So, this weekend, I have been a good little trooper: in spite of a busy schedule (errands to run, plus Sunday spent celebrating the BF’s PhD), I managed to finish the edits on Servant of the Underworld and to send off a synopsis to my agent for Foreign Ghosts. Now I get to angst on my cover (not that I need to worry overmuch, judging from the awesome one AR unveiled for fellow author Lavie Tidhar). Also working on Author’s Notes to go into the book–still waiting to hear on how long those are allowed to run…
I have also been reading Alastair Reynolds’ Revelation Space (very good so far), and it’s set me thinking a bit about what keeps me reading. Both the Reynolds novels I have read so far rely on the same way of maintaining suspense: you don’t know exactly what’s going on, through a combination of characters not revealing the secrets of their past, of characters having forgotten them (something that happens pretty easily in a universe where you can reconfigure memory at the snap of a finger), and of characters being plain ignorant of the implications of what they’re running into.
Some readers might find this dishonest (especially the bit where you’re not told about things characters know), but for me, it works pretty darn well. It keeps me turning the pages, and at a much faster clip than usual–I’m already halfway through the book, having started it yesterday.
It’s a very peculiar way of maintaining suspense: not through the characters or through the conflicts of the plot, but rather through gradually working out what’s at the story’s core.
It’s also a very SFnal one. This is just an extension of what we do when we ease ourselves into a new universe: we read the story, soaking up information as we go and figuring out the rules of the world on our own, rather than have everything handed to us in an exposition-glut. Except that here, the rules don’t stop at the quarter mark, but go on to encompass the whole story: the story effectively ends when you’ve seen all that underpins the universe in question, explained all the niggling details that didn’t seem to make sense in the beginning.
It’s also an extension of mysteries. When you think about it, the plot of a mystery (I’m thinking old-fashioned ones, not the thrillers that rely on knowing whether the serial killer is going to get the detective before he can be unmaked) also follows that same kind of logic: the story events only make sense once the detective (and by extension, the reader for whom the detective is a proxy) figures out exactly what was going on: who killed the victim, why so-and-so is lying, why extra murders are being committed, why so-and-so has been acting weirdly in the days before the murder… In cases like Revelation Space, you’re effectively removing the proxy: you, as the reader, are the one gradually piecing the bits and pieces of disparate information and working out what the heck is going on.
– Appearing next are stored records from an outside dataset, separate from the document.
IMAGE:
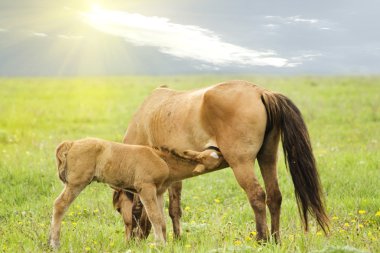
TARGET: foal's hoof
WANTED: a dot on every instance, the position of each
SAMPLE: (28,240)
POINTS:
(53,244)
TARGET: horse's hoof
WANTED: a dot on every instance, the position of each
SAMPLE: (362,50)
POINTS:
(53,244)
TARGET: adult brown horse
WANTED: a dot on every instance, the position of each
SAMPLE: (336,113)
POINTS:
(245,122)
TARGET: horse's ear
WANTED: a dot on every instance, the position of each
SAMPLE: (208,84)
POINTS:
(191,154)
And, finally, and that’s probably the reason why it works so well: it’s an extension of scientific reasoning. You notice such-and-such a weird phenomenon, and you have very little idea of why you’re seeing it. As your research goes on and you gather more knowledge, though, you gain a better understanding of why it’s acting that way–until you finally reach the point where you can amend the existing laws or apply them to include your new phenomenon. (at least, that’s the ideal. I wish things would work out that way in real life. They do tend to be messier, at least in applied computer science). It’s a typical scientist/engineer paradigm: you want to get at the heart of why things are working that way–in the case of the story, you want to know why everyone is reacting that way, and why things turned out this way.
As I said: not for everyone. But as far as I’m concerned, it’s a far more effective way of driving the narration than just conflicts (I’ve never been a big fan of conflicts, unless they’re between two sets of characters I care equally about).